News4JAX anchor Tom Wills, who traveled to Mississippi to cover the crash, also interviewed Rossington at the St. Augustine Amphitheater in 2017, where they discussed the horrors of Rossington’s experience in the crash.
The Jacksonville-based band that billed itself as a mocking tribute to Robert E. Lee High School, recently renamed Riverside High School, physical education teacher Leonard Skinner, who teased Rossington with his long hair, is widely credited as the first band who bring southern rock music to an international audience.
Tributes to Rossington’s life poured in after his death.
Metallica frontman James Hetfield said: “RIP Brother Gary. Thank you for bringing me so much joy with your guitar playing and songwriting in one of my all-time favorite bands, Lynyrd Skynyrd.”
“The last of the Free Birds has flown home. RIP Gary Rossington, God Bless the Lightning @Skynyrd band. Prayers to Dale and the rest of his family,” wrote musician Charlie Daniels.
Country musician Travis Tritt wrote: “I’m devastated!

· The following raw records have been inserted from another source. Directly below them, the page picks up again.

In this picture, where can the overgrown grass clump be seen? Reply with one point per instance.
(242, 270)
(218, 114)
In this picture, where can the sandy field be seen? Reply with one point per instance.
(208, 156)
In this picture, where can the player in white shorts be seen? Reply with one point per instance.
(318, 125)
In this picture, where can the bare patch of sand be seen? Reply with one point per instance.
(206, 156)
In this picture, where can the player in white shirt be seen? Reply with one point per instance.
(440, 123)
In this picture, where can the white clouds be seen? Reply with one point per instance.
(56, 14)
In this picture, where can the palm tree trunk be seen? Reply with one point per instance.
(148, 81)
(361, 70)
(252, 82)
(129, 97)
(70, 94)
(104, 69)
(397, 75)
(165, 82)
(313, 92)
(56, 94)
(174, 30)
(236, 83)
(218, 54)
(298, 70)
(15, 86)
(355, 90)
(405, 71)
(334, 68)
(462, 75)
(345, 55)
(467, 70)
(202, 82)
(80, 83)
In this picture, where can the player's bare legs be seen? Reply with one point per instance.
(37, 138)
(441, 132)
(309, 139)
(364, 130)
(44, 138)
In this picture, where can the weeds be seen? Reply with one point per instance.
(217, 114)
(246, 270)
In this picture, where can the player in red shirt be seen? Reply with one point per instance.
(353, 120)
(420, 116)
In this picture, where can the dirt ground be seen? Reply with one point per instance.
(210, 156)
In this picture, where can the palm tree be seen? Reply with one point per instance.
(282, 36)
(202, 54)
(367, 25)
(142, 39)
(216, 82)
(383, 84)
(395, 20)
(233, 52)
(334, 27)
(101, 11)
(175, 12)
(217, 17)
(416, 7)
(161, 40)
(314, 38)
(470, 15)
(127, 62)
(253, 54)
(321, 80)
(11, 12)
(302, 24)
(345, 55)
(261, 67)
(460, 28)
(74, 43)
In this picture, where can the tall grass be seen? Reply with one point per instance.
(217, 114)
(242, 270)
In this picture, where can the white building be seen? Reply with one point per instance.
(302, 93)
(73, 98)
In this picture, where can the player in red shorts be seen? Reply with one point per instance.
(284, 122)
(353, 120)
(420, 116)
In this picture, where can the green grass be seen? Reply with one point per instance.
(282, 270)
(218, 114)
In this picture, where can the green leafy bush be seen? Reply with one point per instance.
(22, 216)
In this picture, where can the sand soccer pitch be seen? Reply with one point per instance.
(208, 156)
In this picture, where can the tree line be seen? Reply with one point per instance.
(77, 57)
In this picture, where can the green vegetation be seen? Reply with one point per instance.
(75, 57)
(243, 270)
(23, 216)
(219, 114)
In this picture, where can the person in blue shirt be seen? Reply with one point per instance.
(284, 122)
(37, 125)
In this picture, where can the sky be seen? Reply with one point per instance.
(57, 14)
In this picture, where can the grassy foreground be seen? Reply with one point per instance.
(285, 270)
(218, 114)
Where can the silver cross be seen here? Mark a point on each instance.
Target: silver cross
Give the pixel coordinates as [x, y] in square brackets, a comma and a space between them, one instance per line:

Gary was not only a friend but a collaborator who wrote songs with me and played guitar with me in studio recordings and on stage so many times.”
According to Rolling Stone, during a Little League game, Ronnie Van Zant hit a line drive into the shoulder blades of opponent Bob Burns.
That’s how the crew met, and eventually Rossington, Burns, Van Zant and guitarist Allen Collins gathered that afternoon at Burns’ home in Jacksonville to play music together.
Rossington once told Rolling Stone that he never considered Skynyrd to be a tragic band, despite all the band’s drama and death.
“I don’t think of it as a tragedy — I think of it as life,” he said at the group’s Rock & Roll Hall of Fame induction in 2006. “I think the good outweighs the bad.”